Uriel wondered if he was too old to begin again with an infant. “But I realized I’m not the oldest parent in the world. And I’m more patient [now].”
The birth, at Lankenau Medical Center, was harder, too. “I was a hot mess, screaming, ‘You’ve got to get him out.’ They were saying, ‘No, you’ve got to get him out.’ ” The baby was breathing heavily; Nikol nursed him for a swift moment before he was trundled to the NICU and remained there for two days so doctors could monitor his lungs.
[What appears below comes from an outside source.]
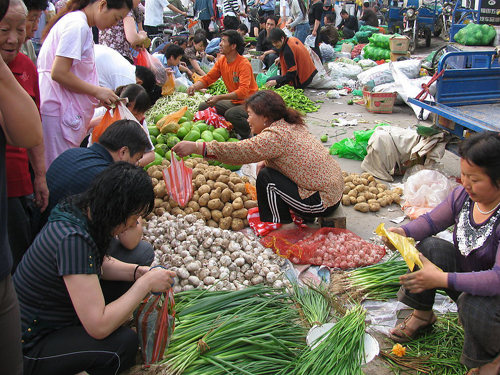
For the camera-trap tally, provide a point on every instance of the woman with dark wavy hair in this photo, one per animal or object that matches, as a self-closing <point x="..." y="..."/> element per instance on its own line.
<point x="295" y="171"/>
<point x="67" y="328"/>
Now Nikol is home full-time, a mixed blessing. “When I had Jael, her grandmother was her primary caregiver in the daytime. I was able to go back to work, but I sacrificed some special moments. I’m getting to really experience his firsts … but I’m more on my own. It’s been more of being in the trenches with this baby.”
There have been rough stretches: sitting in the bathroom, in tears, her breasts fist-hard and painful despite regular pumping. And moments awash in gratitude for the baby they never thought they’d see.
Over the course of his career, Uriel has worked in child care and hospice care. “I remember sitting at the funeral of a 3-month-old baby who died of SIDS,” he says. “A 16-year-old boy who’d been shot in the back. And seeing old men die, folks in their 90s.
“I will definitely tell my kids: Life is short. Tomorrow’s not promised. Serve God with the time you have.”